NÂKÂFİ

18.05.2016

NÂKÂFİ

 

Nasıl şerheyleyim ben derdimi, icâd nâkâfi,

Dua nâkıs, tazarru bi-eser, feryâd nâkâfi

Melekler, burclar ger kılsalar imdâd, nâkâfi,

Gamım levh-i semâya eylesem inşâd, nâkâfi!

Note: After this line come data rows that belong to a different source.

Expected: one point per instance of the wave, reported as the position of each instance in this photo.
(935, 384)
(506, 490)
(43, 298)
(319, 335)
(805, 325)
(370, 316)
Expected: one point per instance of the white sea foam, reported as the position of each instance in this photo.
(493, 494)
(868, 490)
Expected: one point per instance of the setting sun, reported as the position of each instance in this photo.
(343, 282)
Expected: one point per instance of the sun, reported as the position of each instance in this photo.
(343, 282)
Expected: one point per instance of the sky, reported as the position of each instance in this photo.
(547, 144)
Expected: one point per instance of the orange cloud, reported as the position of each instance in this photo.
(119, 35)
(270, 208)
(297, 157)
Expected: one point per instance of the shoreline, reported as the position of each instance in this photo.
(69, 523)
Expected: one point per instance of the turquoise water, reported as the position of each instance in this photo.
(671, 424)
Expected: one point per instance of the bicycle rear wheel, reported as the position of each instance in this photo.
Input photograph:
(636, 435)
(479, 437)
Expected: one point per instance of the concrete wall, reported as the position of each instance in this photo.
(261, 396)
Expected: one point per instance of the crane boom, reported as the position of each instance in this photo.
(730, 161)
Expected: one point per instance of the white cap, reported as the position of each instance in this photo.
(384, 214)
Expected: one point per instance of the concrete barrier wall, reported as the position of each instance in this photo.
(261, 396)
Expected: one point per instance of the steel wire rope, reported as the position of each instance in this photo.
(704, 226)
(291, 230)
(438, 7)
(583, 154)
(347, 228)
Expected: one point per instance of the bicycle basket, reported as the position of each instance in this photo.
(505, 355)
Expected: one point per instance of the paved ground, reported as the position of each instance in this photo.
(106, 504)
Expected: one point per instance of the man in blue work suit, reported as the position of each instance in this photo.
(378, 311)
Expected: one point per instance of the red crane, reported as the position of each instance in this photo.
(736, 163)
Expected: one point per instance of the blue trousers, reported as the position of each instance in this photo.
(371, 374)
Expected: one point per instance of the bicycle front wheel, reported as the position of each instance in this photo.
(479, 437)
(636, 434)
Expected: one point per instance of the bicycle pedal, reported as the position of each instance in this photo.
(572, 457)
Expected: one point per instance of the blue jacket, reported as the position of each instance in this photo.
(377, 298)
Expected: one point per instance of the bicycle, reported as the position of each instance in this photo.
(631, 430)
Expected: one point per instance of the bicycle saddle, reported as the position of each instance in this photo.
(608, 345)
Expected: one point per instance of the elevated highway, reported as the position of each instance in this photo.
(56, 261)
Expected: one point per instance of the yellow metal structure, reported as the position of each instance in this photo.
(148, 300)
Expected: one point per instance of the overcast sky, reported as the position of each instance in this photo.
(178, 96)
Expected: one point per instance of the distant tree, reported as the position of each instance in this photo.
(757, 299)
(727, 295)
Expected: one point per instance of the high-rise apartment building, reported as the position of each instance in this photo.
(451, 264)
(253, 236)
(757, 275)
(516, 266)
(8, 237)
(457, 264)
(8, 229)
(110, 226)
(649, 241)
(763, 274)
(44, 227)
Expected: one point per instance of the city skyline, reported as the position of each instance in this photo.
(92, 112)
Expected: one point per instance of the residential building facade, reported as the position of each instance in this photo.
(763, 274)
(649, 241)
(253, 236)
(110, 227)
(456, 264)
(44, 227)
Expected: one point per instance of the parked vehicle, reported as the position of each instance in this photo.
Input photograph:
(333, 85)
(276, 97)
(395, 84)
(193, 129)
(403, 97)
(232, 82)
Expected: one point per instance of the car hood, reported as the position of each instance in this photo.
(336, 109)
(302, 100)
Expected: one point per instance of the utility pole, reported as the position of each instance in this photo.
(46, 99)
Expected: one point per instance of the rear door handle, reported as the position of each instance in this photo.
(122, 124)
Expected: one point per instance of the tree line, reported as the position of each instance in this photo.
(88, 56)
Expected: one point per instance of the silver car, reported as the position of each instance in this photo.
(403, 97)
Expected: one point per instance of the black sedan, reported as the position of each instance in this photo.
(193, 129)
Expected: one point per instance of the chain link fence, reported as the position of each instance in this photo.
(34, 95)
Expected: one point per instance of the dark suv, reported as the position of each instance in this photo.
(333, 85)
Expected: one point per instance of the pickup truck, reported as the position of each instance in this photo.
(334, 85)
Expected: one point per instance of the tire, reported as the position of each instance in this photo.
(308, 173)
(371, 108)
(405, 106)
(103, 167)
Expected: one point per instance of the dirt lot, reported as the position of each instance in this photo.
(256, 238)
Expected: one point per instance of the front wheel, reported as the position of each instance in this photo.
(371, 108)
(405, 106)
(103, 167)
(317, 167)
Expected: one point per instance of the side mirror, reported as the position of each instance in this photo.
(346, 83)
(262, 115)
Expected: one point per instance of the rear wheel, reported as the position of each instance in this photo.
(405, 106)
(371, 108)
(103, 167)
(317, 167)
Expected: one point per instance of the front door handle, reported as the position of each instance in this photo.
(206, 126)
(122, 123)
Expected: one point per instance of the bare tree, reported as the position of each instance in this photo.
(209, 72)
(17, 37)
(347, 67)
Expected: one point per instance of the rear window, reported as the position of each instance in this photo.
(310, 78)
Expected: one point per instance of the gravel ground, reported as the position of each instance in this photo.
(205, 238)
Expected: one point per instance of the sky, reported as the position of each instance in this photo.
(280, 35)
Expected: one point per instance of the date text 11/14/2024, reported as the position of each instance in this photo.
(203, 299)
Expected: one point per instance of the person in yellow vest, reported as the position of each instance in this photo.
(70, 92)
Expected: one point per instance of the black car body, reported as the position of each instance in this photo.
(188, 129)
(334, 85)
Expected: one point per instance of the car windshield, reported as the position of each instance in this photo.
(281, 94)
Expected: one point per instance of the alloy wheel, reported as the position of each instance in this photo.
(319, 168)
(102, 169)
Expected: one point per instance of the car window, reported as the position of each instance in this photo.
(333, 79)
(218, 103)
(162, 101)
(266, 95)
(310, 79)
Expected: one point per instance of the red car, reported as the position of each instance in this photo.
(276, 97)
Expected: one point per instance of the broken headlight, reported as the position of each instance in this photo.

Felâket görmemişsin, derdimi eylersin istihfâf

Felâket olsa lâyıktır, bu halka sendeki evsâf

Kifâyet gösterip ey eyleyen irâd, nâkâfi

Acep hûn-ı dil-i mecrûhumu sen mey mi zannettin?

Sadâ-yı makberi bir na‟ra-i heyhey mi zannettin?

Veyahut kendini âlemde sen, bir şey mi zannettin?

Bugün ben yazdım, elbette yazar ahfâd nâkâfi

Evet, tarz-ı kadîm-i şi‟ri bozduk, her ü merc ettik

Nedir şi‟ri hakîki safha-i irfâna dercettik

Bu yolda nakd-i vakti cem‟i kuvvet birle harcettik

Bize gelmişti zirâ meslek-i ecdâd nâkâfi.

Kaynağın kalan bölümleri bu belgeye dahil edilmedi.